上海が舞台だから、中国人名とかもでてきて少し読みずらい・・・。でも途中から面白くなります。今までの小説とはまた違う1面がみれました。
『夢みる葦笛』『華竜の宮』『深紅の碑文』・・・。本作『破滅の王』も恐怖を感じました。タイトルからして怖そうですよね。
- 細菌兵器「キング」とそれを扱う人間
- 実在の人物・日本軍の石井四郎の元で行われた生体実験
細菌兵器・R2v「キング」
『破滅の王』は「R2v」(キング)とよばれる細菌兵器を指しています。
治療法皆無の細菌。それがもし撒かれたら・・・。恐怖を感じました。
上海自然科学研究所で働く宮本が灰塚少佐から見せられたのは機密文書。新手の細菌「R2v」(キング)についてです。ワクチンがない治療法皆無の細菌兵器の詳細でした。
宮本は治療薬の開発を頼まれるのだけど・・・。
キングの治療薬を作ることは自らが細菌兵器を作ることになってしまう。
治療薬がないままだと、それが撒かれたときに壊滅的な死者がでる・・・。科学者としての宮本の苦悩が描かれていました。
細菌兵器「R2v」(キング)は実在しないようなので一安心。本書で描かれている世界では実在していて、1番最後の「その後・・・」を読むと鳥肌がたちました。

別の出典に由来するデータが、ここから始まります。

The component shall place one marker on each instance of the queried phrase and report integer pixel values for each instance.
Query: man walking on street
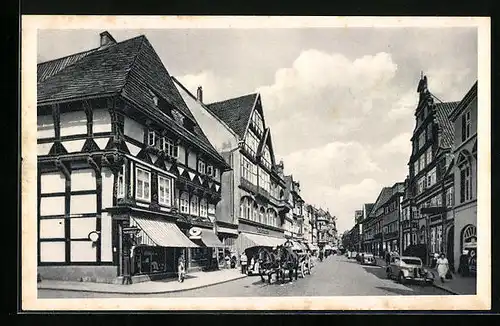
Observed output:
(243, 262)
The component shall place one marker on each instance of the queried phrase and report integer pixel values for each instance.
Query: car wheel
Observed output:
(401, 278)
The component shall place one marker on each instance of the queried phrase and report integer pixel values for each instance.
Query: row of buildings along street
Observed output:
(135, 170)
(434, 209)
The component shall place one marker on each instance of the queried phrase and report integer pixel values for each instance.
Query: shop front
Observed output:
(206, 256)
(252, 238)
(156, 248)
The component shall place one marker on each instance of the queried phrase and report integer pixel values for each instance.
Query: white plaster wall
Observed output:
(219, 135)
(106, 238)
(52, 228)
(82, 226)
(83, 251)
(52, 182)
(81, 204)
(53, 251)
(107, 188)
(192, 161)
(101, 121)
(52, 206)
(45, 126)
(83, 180)
(133, 129)
(73, 123)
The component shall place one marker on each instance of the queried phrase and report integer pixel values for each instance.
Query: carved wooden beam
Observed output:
(63, 168)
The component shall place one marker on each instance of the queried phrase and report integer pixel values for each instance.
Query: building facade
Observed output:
(430, 177)
(255, 200)
(125, 173)
(464, 118)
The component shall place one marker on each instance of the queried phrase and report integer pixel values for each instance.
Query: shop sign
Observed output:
(194, 233)
(262, 230)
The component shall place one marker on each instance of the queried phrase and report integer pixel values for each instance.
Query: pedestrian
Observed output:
(442, 267)
(463, 265)
(181, 268)
(243, 262)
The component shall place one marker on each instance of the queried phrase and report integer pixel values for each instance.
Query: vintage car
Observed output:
(368, 259)
(407, 268)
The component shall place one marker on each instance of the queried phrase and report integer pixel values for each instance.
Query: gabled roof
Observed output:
(236, 112)
(384, 195)
(445, 125)
(131, 69)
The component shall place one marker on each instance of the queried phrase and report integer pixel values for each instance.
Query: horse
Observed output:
(288, 261)
(268, 264)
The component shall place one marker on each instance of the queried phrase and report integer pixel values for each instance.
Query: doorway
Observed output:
(450, 247)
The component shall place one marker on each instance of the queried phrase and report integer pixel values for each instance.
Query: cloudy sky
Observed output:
(339, 101)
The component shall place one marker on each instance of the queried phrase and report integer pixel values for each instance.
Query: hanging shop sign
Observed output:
(194, 233)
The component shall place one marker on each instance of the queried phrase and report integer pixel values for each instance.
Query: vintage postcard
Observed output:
(255, 163)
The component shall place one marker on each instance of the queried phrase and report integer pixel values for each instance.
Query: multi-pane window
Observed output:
(151, 138)
(257, 121)
(143, 184)
(203, 207)
(466, 125)
(168, 146)
(428, 153)
(164, 191)
(465, 182)
(194, 206)
(248, 170)
(251, 143)
(421, 140)
(449, 197)
(120, 185)
(422, 162)
(201, 167)
(431, 177)
(184, 203)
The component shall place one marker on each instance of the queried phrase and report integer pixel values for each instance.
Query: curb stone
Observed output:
(144, 293)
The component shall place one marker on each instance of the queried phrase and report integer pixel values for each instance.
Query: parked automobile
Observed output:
(368, 259)
(408, 268)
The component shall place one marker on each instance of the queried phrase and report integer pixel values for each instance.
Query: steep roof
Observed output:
(383, 197)
(131, 69)
(236, 112)
(446, 128)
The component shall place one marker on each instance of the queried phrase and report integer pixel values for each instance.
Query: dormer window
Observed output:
(153, 97)
(151, 138)
(169, 147)
(201, 167)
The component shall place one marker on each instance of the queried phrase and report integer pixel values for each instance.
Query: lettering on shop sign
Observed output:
(261, 230)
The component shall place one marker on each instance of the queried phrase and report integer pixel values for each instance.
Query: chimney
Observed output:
(106, 40)
(199, 94)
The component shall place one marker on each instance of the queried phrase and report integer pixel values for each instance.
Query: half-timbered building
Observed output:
(125, 173)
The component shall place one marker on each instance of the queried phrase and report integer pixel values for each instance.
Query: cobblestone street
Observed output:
(335, 276)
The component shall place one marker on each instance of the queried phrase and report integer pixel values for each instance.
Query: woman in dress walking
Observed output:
(442, 267)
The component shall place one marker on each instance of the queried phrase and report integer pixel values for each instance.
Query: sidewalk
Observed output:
(458, 285)
(192, 281)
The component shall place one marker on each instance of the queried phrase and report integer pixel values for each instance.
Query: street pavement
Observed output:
(335, 276)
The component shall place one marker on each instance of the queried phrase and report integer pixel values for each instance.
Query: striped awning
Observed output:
(156, 232)
(209, 239)
(249, 240)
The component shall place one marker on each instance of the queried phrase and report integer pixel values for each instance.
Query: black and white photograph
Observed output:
(256, 163)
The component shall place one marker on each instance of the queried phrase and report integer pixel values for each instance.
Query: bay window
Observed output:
(203, 207)
(194, 206)
(184, 203)
(164, 191)
(143, 184)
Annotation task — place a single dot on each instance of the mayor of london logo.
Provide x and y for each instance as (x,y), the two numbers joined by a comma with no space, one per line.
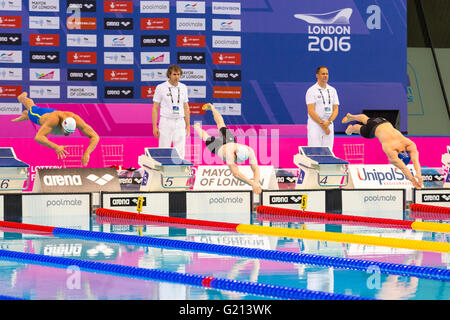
(331,31)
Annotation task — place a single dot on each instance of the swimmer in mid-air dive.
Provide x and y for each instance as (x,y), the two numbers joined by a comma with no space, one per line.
(229,150)
(57,123)
(399,149)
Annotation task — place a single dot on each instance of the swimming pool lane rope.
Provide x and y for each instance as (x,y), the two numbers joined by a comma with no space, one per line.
(291,233)
(246,287)
(252,253)
(333,217)
(418,207)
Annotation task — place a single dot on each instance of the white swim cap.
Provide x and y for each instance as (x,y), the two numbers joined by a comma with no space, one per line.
(242,154)
(69,125)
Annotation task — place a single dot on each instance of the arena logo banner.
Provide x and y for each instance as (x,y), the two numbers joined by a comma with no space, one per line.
(226,202)
(54,209)
(374,203)
(154,203)
(76,180)
(315,199)
(238,37)
(221,178)
(435,196)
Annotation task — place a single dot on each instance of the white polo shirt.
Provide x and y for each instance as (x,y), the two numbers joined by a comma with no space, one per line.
(171,99)
(324,99)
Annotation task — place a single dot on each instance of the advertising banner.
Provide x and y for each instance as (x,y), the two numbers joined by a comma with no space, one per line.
(374,203)
(226,46)
(292,199)
(76,180)
(434,197)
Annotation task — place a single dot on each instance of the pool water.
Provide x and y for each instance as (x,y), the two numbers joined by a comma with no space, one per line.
(42,282)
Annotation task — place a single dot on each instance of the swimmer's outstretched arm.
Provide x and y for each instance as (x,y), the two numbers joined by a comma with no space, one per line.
(91,134)
(394,159)
(41,138)
(240,176)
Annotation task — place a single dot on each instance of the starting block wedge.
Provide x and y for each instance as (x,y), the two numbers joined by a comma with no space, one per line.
(320,168)
(14,174)
(164,170)
(446,164)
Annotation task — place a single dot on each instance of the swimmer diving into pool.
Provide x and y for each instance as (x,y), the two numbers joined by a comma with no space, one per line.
(399,149)
(58,123)
(229,150)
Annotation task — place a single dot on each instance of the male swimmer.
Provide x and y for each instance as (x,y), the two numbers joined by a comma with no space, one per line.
(399,149)
(57,123)
(226,147)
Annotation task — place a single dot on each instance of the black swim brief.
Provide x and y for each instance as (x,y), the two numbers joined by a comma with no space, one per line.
(368,130)
(214,143)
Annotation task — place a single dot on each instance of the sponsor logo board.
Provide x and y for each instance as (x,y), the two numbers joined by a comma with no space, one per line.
(118,58)
(119,92)
(37,22)
(193,41)
(38,74)
(82,75)
(82,40)
(44,57)
(45,92)
(11,74)
(191,57)
(82,92)
(155,24)
(226,58)
(230,8)
(227,92)
(155,6)
(76,57)
(10,39)
(76,179)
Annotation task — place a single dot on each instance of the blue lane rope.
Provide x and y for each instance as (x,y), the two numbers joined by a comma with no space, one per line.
(310,259)
(174,277)
(9,298)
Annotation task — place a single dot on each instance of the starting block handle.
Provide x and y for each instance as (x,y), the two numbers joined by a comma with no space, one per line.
(319,176)
(191,177)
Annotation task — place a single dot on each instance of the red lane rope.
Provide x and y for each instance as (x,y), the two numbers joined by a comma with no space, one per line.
(417,207)
(149,217)
(333,216)
(296,219)
(24,226)
(123,221)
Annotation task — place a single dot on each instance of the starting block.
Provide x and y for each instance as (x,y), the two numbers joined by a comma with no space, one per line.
(14,174)
(446,164)
(320,168)
(164,170)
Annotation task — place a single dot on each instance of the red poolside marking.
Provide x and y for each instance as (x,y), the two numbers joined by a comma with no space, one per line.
(428,208)
(149,217)
(332,216)
(207,282)
(24,226)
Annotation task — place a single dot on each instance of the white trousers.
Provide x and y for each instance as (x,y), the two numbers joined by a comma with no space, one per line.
(317,137)
(173,131)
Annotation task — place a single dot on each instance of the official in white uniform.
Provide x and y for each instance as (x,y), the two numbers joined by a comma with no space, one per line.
(171,99)
(322,102)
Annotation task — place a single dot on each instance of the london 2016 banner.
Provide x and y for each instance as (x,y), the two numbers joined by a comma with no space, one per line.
(254,59)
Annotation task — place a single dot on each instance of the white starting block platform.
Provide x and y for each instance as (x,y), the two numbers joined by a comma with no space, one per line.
(164,170)
(320,168)
(446,163)
(13,172)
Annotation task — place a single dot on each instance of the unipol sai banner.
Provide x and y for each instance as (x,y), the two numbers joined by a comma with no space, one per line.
(256,59)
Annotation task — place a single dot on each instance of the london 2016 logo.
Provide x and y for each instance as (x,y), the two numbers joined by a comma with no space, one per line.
(331,31)
(328,31)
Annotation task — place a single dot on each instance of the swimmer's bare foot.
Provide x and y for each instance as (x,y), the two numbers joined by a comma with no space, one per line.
(207,106)
(349,130)
(22,96)
(347,118)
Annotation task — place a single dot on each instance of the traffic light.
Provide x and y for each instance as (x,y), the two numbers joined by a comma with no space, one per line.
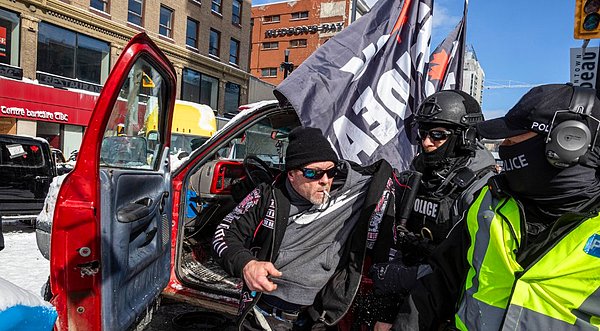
(587,19)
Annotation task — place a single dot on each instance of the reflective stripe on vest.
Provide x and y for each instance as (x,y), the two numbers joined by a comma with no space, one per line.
(492,263)
(560,291)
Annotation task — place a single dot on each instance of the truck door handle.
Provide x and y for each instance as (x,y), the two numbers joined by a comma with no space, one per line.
(135,211)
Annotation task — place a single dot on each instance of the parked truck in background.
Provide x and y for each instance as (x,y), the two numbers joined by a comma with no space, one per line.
(192,125)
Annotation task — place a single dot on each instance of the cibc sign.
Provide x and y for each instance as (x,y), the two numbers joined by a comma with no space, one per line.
(34,114)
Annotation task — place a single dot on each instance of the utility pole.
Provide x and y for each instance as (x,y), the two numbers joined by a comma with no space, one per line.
(286,65)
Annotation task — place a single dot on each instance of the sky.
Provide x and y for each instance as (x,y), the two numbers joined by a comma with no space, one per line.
(522,41)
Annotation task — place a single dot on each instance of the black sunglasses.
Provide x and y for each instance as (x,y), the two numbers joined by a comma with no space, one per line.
(434,134)
(309,173)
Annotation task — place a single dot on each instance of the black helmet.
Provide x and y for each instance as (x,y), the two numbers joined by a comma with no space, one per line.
(453,107)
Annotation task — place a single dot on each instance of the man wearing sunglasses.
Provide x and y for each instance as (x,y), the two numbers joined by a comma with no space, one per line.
(454,165)
(527,254)
(299,242)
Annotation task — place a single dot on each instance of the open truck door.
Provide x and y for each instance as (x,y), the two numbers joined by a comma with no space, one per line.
(110,252)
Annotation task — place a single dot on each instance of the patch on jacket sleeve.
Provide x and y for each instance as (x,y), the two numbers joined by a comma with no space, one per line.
(269,220)
(249,201)
(592,247)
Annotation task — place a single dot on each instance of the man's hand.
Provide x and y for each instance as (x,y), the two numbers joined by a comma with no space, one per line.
(255,276)
(382,326)
(392,278)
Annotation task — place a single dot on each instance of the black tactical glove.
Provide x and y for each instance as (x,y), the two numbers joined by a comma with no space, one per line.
(392,277)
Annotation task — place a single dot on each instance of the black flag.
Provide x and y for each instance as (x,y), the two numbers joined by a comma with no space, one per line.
(361,87)
(445,65)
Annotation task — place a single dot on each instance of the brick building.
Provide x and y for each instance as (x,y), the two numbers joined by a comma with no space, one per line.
(51,50)
(297,26)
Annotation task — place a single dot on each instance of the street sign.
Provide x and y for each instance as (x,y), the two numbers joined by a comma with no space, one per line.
(584,66)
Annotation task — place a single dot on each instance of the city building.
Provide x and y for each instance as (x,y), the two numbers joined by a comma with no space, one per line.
(55,55)
(285,33)
(473,75)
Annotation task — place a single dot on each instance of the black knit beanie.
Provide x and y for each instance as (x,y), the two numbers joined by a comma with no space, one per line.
(307,145)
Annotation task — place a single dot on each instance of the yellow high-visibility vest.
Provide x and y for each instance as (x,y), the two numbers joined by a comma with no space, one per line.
(559,291)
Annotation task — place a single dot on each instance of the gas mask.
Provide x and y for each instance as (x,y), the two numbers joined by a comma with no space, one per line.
(526,169)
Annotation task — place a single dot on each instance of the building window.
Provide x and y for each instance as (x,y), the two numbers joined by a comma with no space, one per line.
(216,6)
(268,72)
(297,43)
(271,45)
(69,54)
(234,51)
(101,5)
(232,97)
(236,12)
(134,12)
(191,34)
(214,42)
(165,27)
(271,19)
(299,15)
(199,88)
(9,38)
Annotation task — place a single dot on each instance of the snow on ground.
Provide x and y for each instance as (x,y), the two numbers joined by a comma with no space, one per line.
(20,261)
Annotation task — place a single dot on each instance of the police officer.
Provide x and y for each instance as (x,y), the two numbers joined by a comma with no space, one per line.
(527,254)
(454,165)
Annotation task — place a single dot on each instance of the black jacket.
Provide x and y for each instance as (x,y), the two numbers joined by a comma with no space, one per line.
(453,202)
(252,231)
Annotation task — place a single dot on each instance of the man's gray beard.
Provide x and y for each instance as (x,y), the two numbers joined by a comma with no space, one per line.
(323,201)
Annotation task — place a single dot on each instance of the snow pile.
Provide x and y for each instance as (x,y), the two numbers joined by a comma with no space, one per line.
(23,310)
(44,219)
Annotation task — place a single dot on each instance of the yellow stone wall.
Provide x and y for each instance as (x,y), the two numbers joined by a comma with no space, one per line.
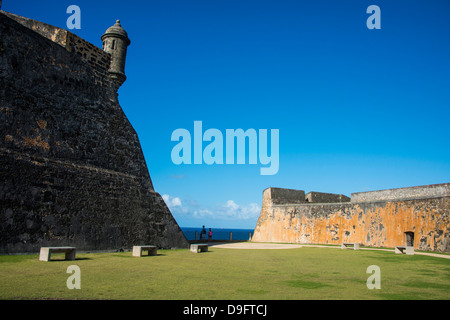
(378,223)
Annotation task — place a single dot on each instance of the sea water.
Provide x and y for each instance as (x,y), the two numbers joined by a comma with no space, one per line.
(217,233)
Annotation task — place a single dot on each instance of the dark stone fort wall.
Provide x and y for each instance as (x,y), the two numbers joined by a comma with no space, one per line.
(71,205)
(72,170)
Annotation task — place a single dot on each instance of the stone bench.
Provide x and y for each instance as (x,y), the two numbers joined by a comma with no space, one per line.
(199,246)
(137,250)
(46,252)
(404,249)
(350,244)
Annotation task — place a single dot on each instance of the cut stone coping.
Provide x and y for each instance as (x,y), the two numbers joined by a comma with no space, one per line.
(272,245)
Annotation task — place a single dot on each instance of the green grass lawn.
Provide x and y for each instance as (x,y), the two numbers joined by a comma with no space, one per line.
(304,273)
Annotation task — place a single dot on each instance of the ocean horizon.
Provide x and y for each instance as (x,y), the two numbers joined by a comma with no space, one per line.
(218,233)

治療薬もワクチンもない細菌兵器をばらまこうとする人間は狂っていますね。
「キング」より恐ろしいもの

「キング」より恐ろしいものは人間ということを思い知りました。
リアル感が半端ないんです。もしやこの人物は実在するのでは?と思い、ネットで検索してみたのですが・・・い、いた!!
検索をかけたのは、石井四郎という人物。
彼の元で働く藤邑(この人は創作?)の告白シーンが恐ろしくて、でも読むのをやめられませんでした。
『破滅の王』を読んでいると、どこまでがフィクションで、どこまでがノンフィクションなのかわからなくなります。
「キング」も恐ろしいけど、もっとも怖いのはそれを扱う人間。戦時中という過酷な中で壊れていく人たちが描かれていました。
イケてる登場人物|灰塚&ヴァントコンビ
上田さんが描く登場人物が素敵です。
灰塚少佐がかっこ良くて、主人公の宮本よりも気になりました。・・・凄まじいだとか怖いだとかばかり書いたけど、彼らを見ていると胸が熱くなるんです。
後半の灰塚&ヴァントコンビがイケてました。彼を主人公とした物語が読みたいです。
『破滅の王』身勝手なのは人間ということを思い知らされた
上田さんの著作を読むと、いつも思い知らされるのが人間の身勝手さです。
1番怖いのは「キング」じゃなくて、それを扱う人間の方だと思い知りました。
でも上海自然科学研究所で働く宮本や、六川、そして灰塚のような良い人もたくさん描かれています。・・・だから読んでいて楽しいんですよね。